En soirée, je tente de lire des poèmes de Marina Tsvétaïeva dans l’édition bilingue de la Librairie du Globe que m’a prêtée une connaissance du cirque. Peine perdue. Je n’arrive pas à “entendre” ce qui doit se trouver dans le russe. Je ressors les Partages de 2015-2016 pour les deux chroniques portant sur les Arbres – la violence inouïe qu’imposent les allitérations, violence que je ne retrouve pas dans les traductions françaises parce que ça n’est pas le mot “tonnerre”, par exemple, qui en rend la sensation tout seul et en lui-même, c’est la construction des vers, leurs mouvements, le roulement des consonnes et des voyelles qui peuvent en rendre l’impression. Enfin, comme on dit ,”c’est comme ça”.

De quelles intuitions

de quelles vérités

de quoi bruissez-vous donc

feuillages débondés ?

Je suis certaine que la Pythie ne l’aurait pas dit ainsi et Tsvétaïéva non plus. Hier, les conifères roussis près du lac étaient plus éloquents que ça au-dessus de l’eau verdâtre n’atteignant plus les rives. Eaux trop polluées pour rafraîchir les circuits informatiques des IA qu’on ne peut abreuver que d’eau potable pour maintenir intacts leurs “circuits neuronaux”.

*

Cirque ? Les cours pour adultes s’interrompent pour l’été. L’atelier d’écriture suspend ses activités. La vie reflue derrière les portes closes, sauf pour le festival “Rues d’Eté” des 4, 5 et 6 juillet.

*

Un jour, parlant à des nouvelles recrues de Open AI, l’un de ses dirigeants du nom de Sutskever, dit en passant qu’avant de lancer leur fameux modèle ‘super-intelligent”, il faudra, bien sûr, avoir construit “le bunker”. “Le bunker ?” dit un des nouveaux, interloqué. Oui, comme il est impossible de prévoir de quoi cette super-intelligence sera capable, il faudra protéger les meilleurs penseurs parmi nous, réplique Sutskever, en précisant que chacun sera libre de s’installer ou pas dans le bunker.

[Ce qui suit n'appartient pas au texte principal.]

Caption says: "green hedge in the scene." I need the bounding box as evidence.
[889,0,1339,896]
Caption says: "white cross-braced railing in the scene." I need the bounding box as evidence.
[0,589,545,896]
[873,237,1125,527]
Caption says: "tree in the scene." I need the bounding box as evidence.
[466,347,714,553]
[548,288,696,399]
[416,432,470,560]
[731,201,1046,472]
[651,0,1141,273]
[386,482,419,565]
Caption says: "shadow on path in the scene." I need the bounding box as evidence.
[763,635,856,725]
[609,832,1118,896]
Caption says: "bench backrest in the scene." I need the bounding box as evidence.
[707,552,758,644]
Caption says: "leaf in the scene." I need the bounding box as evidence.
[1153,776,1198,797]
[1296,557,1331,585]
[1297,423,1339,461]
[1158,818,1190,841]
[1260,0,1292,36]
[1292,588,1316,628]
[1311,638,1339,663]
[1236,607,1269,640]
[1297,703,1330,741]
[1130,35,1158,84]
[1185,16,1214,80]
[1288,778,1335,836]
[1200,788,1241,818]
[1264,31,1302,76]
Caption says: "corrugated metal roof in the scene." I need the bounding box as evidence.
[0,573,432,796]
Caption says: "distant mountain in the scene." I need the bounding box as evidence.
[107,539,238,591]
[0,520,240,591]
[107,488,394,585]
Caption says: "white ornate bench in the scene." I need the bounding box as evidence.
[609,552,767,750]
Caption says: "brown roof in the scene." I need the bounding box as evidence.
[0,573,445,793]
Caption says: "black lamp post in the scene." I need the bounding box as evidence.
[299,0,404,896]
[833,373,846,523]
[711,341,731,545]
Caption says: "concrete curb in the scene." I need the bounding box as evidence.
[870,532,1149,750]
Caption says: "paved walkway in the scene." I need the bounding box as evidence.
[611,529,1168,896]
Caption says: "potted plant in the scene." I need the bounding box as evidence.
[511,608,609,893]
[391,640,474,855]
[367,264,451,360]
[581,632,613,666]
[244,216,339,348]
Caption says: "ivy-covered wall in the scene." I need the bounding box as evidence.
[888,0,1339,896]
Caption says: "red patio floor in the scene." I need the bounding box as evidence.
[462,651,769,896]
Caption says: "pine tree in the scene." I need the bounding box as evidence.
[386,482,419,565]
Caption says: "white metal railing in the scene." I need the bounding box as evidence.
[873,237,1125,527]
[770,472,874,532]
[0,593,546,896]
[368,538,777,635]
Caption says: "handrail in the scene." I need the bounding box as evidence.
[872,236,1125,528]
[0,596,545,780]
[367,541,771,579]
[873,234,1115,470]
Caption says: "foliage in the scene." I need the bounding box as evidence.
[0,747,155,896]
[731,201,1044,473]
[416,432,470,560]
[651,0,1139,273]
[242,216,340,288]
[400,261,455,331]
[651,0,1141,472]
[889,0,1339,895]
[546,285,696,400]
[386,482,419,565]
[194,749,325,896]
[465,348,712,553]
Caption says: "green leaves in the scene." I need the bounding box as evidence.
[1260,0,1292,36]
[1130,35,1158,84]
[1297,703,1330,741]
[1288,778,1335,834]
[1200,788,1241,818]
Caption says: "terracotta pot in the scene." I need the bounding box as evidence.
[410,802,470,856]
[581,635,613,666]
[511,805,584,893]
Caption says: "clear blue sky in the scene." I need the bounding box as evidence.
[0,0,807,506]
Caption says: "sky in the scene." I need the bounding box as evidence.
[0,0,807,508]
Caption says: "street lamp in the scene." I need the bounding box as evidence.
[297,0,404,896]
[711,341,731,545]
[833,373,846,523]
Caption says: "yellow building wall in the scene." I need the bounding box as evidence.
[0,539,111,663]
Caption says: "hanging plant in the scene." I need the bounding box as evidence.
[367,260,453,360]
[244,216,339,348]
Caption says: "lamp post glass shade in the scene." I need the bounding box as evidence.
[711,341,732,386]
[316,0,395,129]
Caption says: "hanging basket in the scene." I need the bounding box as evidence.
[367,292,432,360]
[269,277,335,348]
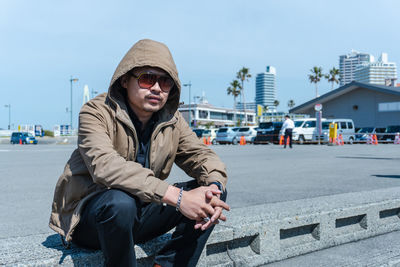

Retour à L’Horloger des Brumes.

2 comments

  1. c’est pas si bête, de penser à se protéger des machines qu’on fabrique….
    mais “les meilleurs parmi nous” (selon Sutskever) valent-ils le béton du bunker ?

    bien sûr, ce serait plus malin (mais moins fun) de ne pas fabriquer la machine et de laisser l’eau et les arbres faire leur job d’eau et d’arbre (qui, même s’ils ne le font pas dans ce but, nous maintiennent vivants et pensant mieux que cent mille diodes)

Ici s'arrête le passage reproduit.